Le développement des plateformes offre l’opportunité de mettre en place la protection du savoir-vivre, c’est-à-dire les valeurs traditionnelles liées à l’exploitation de la terre. Elles sont accompagnées d’un savoir-faire qui peut être enregistré sous forme de data protégeables. Une plateforme est un intermédiaire entre les acteurs du marché (fabricant de machine-outil, exploitant, consommateur, etc.) qui produisent des données. Mais qui possède ces données ? Qui est fondé à les utiliser ? Celui qui rend possible leur collecte, celui qui les émet ?


Légalement, une plateforme opère en tant que courtier dans une relation commerciale, rappelle Gérard Haas. Le 25 mai 2012, la cour d’appel de Paris a rendu une décision qui reconnaît le statut de courtier à une plateforme, considérant trois critères : sa mise en relation de plusieurs personnes désireuses de conclure une convention ; son action dans l’intérêt des parties qui restent libres de leurs engagements selon des modalités définies par elles-mêmes ; son contrat de type entreprise et non de type mandat. Point essentiel, en termes de responsabilité, s’agit-il d’un hébergeur ou bien d’un éditeur ? L’hébergeur, passif, n’intervient pas sur les contenus. Sa responsabilité est limitée. Elle n’est engagée que s’il ne réagit pas instamment à une notification faisant suite à un contenu qu’il accueille, considéré comme illicite. A contrario, à partir du moment où une plateforme s’occupe des contenus, avec par exemple un service de modération, elle ne peut plus se prétendre passive. Elle accède au statut d’éditeur.
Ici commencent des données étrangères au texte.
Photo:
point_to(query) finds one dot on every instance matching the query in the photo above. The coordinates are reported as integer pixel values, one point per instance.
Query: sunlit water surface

La loi sur l’économie numérique fixe le cadre réglementaire de la plateforme. Elle doit délivrer une information claire, loyale, transparente, satisfaire à des obligations fiscales et respecter une gouvernance des données. En outre, il lui faut une structure contractuelle (conditions générales de vente, d’utilisation, politique de confidentialité…)


 


Agritech et IA


Les algorithmes travaillent par exemple sur la reconnaissance d’images capturées par des satellites ou encore construisent des systèmes autoapprenants pour améliorer l’activité agricole. Biocide, traçabilité des produits, insecticide, les grandes compagnies investissent dans les start-up de ce marché. Quelques années ont passé depuis la mode de la délégation à un tiers des services numériques d’une ferme ; formule qui rendait difficile la valorisation d’un fonds de commerce et la détermination de son propriétaire. La transition informatique s’est déployée des années 1950 aux années 1990. Elle a préparé le terrain de la transformation numérique. Puis sont arrivés le traitement des données en masse et, en dernier lieu, l’intelligence artificielle.


Là encore se pose la question de la propriété. L’algorithme constitue une suite logique, de l’ordre des idées, qui ne se protège pas. De même, la formule mathématique ne connaît ni brevet, ni protection. Le code source peut bénéficier d’une protection, mais pas le code objet. Les jeux de data peuvent se protéger, c’est notamment le cas en matière de machine learning. Cependant, en définitive, à qui reviennent les résultats d’exploitation de la data ?


Aux États-Unis d’abord et maintenant en Europe, l’achat d’un tracteur ne signifie pas automatiquement posséder son système électronique, qui reste supervisé par son vendeur, note Jean-Paul Crenn. La machine est connectée d’office sans que son utilisateur puisse directement accéder aux informations qu’elle relève. Elle dépend du fabricant et de la maintenance commercialisée par ce dernier. En réaction, les agriculteurs qui refusent cet asservissement par défaut ont créé un mouvement rebelle à la collecte imposée de leurs données et de leur savoir-faire. Ils libèrent les équipements de cette mainmise.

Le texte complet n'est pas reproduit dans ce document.